From what I've been thinking it seems that going for Quinn's class is the best option possibly.
I have another question - would it be faster or smarter to load everything straight from the SQLite DB instead of creating an object and pushing it into an array?
Thank you in advance,
~ Natanavra.
Apologies for tooting my own horn, but I implemented a C-based circular buffer in CHDataStructures. (Specifically, check out CHCircularBufferQueue and CHCircularBufferStack.) The project is open source and has benchmarks which demonstrate that a true circular buffer is quite fast when compared to NSMutableArray in the general case, but results will depend on your data and usage, as well as the fact that you're operating on a memory-constrained device (e.g. iPhone). Hope that helps!
If you're seeing performance issues, measure where your app is spending its time, don't just guess. Apple provides an excellent set of performance measurement tools.
It's trivial to have NSMutable array act like a stack, list, queue etc using the various insertObject:atIndex: and removeObjectAtIndex: methods. You can write your own subclasses if you want to hardwire the behavior.
I doubt the performance problems you are seeing are being caused by NSMutableArray especially if your point of reference is the much, much slower Java. The problem is most likely the iPhone itself. As noted previously, 50,000 objective-c objects is not a trivial amount of data in this context and the iPhone hardware may struggle to managed that much data.
If you need some kind of high performance array for bytes, you could use one of the core foundation arrays or roll your own in plain C and then wrap them in a custom class.
It sounds to me like you need to switch to core data so you don't have to keep all this in memory. Core data will efficiently fetch what you want only when you need it.

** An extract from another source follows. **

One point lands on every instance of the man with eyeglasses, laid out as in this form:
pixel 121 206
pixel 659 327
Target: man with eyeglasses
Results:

You can use STL classes in "Objective-C++" - which is a fancy name for Objective-C making use of C++ classes. Just name those source files that use C++ code with a ".mm" extension and you'll get the mixed runtime.
Objective-C objects are not really "simple," so 50,000 of them is going to be pretty demanding. Write your own in straight C or C++ if you want to avoid the bottlenecks and resource demands of the Objective-C runtime.

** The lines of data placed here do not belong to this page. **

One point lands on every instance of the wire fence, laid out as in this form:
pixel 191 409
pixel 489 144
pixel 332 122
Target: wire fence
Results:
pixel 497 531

A rather lengthy and non-theoretical discussion of the overhead associated with convenience:
http://www.cocoabuilder.com/archive/cocoa/35145-nsarray-overhead-question.html#35128
And some simple math for simple people:
All it takes to make an object as opposed to a struct is a single pointer at the beginning.
Let's say that's true, and let's say we're running on a 32-bit system with 4 byte pointers.
4 bytes x 50,000 objects = 200000 bytes
That's nearly 200MB worth of extra memory that your data suddenly needs just because you used Objective-C. Now compound that with the fact that whatever NSArray you add those objects to is going to double that by keeping its own set of pointers to those objects and you've just chewed up 400MB of RAM just so you could use a couple of convenience wrappers.
Refresh my memory here... Are swap files on hard drives as fast as RAM? How much RAM is there in an iPhone? How many function calls and stack frames does it take to send an object a message? Why isn't IOKit written in Objective-C? How many of Apple's flagship applications that do a lot of DSP use AppKit? Anybody got a copy of otool they can check with? I'm seeing zero here.